Los años que siguieron a la segunda guerra mundial fueron la hechura de una generación de líderes nacionales que deseaban comprender en qué había consistido la catástrofe de Europa y trenzaron su atroz experiencia personal con una voluntad de reconstrucción del humanismo europeo. Llevaban en su corazón el significado de Europa en la historia, olvidado hasta la extenuación por aquel eclipse de nuestra cultura que culminó en la gran masacre de 1939. Procedían de la estirpe de quienes resistieron en los cenagales del nacionalismo totalitario y del comunismo, movimientos para los que la vida del hombre era menos importante que el robustecimiento de la Historia. Su triunfo no fue fácil, pero les otorgó un carácter singular. Su moderación no procedió de la flaqueza de sus ideas, sino de un duro aprendizaje en la necesidad de preservarlas. Su amor a la libertad no fue fruto de la indolencia, sino de un penoso esfuerzo por recuperarla.
Hombres como De Gaulle, De Gasperi, Adenauer, Churchill, Schuman, Mendès France, entre tantos otros líderes de la posguerra,… tenían ideas y vivían en creencias. Como lo hizo Blas de Otero pidiendo la paz y la palabra, porque sobre una se construye y en la otra se convive. Disponían de principios y sólo comprendieron su labor en relación con éstos. Para ellos, cada una de sus naciones y Europa entera no eran territorios asépticos, sino los lugares que habían proporcionado al mundo los valores esenciales de la modernidad y el imperativo moral de su defensa. Valores que sólo podían recuperarse ejerciendo un liderazgo que no se limitaba a una delegación formal de la voluntad de los ciudadanos expresada en las urnas, sino que tenía que practicarse sobre la solidez de unas convicciones.

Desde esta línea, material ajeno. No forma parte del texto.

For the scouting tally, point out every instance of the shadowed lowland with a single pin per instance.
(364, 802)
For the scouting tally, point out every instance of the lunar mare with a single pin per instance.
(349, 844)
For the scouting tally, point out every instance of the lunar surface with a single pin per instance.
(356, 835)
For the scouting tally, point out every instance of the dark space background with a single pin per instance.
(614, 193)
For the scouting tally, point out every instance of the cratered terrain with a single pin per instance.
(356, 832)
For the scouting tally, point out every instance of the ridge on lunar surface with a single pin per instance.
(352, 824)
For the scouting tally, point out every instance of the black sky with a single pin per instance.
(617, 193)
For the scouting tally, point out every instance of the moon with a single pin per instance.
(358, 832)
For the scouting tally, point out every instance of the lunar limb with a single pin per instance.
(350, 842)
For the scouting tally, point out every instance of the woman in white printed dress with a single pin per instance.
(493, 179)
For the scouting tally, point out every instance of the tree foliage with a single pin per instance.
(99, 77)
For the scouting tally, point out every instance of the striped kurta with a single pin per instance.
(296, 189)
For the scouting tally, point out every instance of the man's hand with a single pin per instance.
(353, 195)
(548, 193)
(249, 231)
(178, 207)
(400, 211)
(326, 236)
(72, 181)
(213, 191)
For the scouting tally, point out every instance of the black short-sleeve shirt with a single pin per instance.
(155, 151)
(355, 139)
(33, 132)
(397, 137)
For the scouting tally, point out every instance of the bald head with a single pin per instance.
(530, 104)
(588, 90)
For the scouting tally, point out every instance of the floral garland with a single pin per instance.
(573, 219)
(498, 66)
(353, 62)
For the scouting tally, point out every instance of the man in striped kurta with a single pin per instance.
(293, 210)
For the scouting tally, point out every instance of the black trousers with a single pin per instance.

La nuestra es una crisis económica pero que se acompaña de la desconfianza de los ciudadanos por sus representantes, de la carencia de puntos de orientación que modulen de nuevo el carácter de una cultura. La política parece haberse convertido en menudeo, cálculo infinitesimal, longitud de pasillos y anchura de salas de espera para el medro. La corrupción desalienta a los ciudadanos, mientras la falta de ideología se exhibe como pintoresca virtud del gobernante. Europa dice unirse, pero ha olvidado las fechas y los motivos profundos de su constitución, cuando unas pocas e inmensas personalidades tiraban de ella hacia la superficie de la libertad, de la responsabilidad y de la política digna de ese nombre. Los gobiernos se prueban en los problemas y en las crisis, pero a veces los pueblos necesitan que los gobernantes no sean solo genios de la administración sino también héroes de las ideas. Hoy sabemos que con aquellos hombres se fue el último fulgor de Europa y el mundo dijo adiós a cuanto hasta entonces había significado el viejo continente. En este invierno de nuestra orfandad, recordamos lo que recuperaron para todos nosotros hace setenta años. Y nos preguntamos si, para salir del callejón al que nos han conducido la insensatez, la incompetencia y el desprecio por las ideas, sabremos entender el mensaje que aún parecen transmitirnos aquellos que levantaron su voz sobre los despojos de una Europa en ruinas. Si sabremos distinguir entre el desacuerdo y el antagonismo, entre la opinión propia y la deslegitimación de la contraria, entre la convicción serena y la colérica afirmación de una certeza despiadada.
Por Fernando García de Cortázar, director de la Fundación Dos de Mayo, Nación y Libertad.